Reversed maki sushi
1 cup black rice (heaped cup)
1 1/ 3 cup water
1 teaspoon sugar
Salt to taste
1 teaspoon rice vinegar
Soft cheese like Camembert
Nori seaweed sheets
Rinse the black rice several times under running water until the water that drains off turns transparent. Transfer to a saucepan and add the indicated dose of boiling water. Simmer over low heat for 20 minutes. Remove from heat, season with salt, sugar and vinegar, then cover with a kitchen towel and let stand 15 minutes. The rice should be dry, sticky and not very hot.
Boil 1 liter of water and pour it into a round dish with the diameter of the rice sheets. Dip in, one by one, 3 sheets. Once softened, lay them one on the other but in a way to obtain an oval sheet with the length of a nori sheet. Then put these three rice sheets on a bamboo sushi mat. Place over a nori sheet and spread a good amount of black rice. Smooth well. Align lengthwise the stuffing ingredients, making an entire length with each one.
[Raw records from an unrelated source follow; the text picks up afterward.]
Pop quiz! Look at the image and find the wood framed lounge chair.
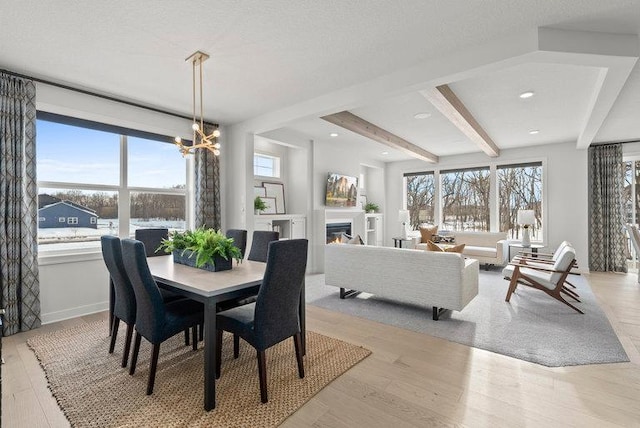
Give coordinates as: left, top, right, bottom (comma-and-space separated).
505, 245, 584, 314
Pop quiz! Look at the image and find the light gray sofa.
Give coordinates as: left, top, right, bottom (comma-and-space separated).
324, 244, 479, 320
415, 232, 509, 266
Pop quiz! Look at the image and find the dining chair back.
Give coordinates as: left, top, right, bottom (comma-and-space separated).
100, 235, 136, 367
135, 227, 169, 257
216, 239, 309, 403
226, 229, 247, 258
247, 230, 280, 262
122, 239, 204, 395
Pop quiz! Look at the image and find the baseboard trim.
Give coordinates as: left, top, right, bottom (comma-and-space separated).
41, 302, 109, 325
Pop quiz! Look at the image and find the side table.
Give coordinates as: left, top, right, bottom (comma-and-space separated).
509, 242, 544, 261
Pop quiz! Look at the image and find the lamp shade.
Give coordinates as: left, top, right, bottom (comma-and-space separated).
518, 210, 536, 226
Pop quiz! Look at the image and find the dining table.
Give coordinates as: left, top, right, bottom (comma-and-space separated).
140, 255, 306, 411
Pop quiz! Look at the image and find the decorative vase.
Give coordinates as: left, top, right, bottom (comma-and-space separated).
173, 250, 233, 272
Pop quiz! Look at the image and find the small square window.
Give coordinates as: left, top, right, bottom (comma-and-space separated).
253, 153, 280, 178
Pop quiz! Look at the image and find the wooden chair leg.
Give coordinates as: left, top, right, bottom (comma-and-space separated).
121, 324, 133, 367
504, 266, 520, 302
129, 331, 142, 376
293, 333, 304, 379
191, 324, 198, 351
216, 330, 222, 379
233, 334, 240, 358
257, 351, 269, 403
109, 317, 120, 354
147, 343, 160, 395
Wrap the sheets (rice and seaweed) tightly around the filling helping yourself with the bamboo mat to get a salami-like roll. Wrap it in plastic film and refrigerate until ready to serve. The sushi can be prepared the day before. This amount of rice is enough for 2 sushi rolls.
Just before serving, cut each roll into 1 cm slices with a sharp, wet knife. Serve the maki sushi with a small cup of soy sauce and a rose of wasabi sauce.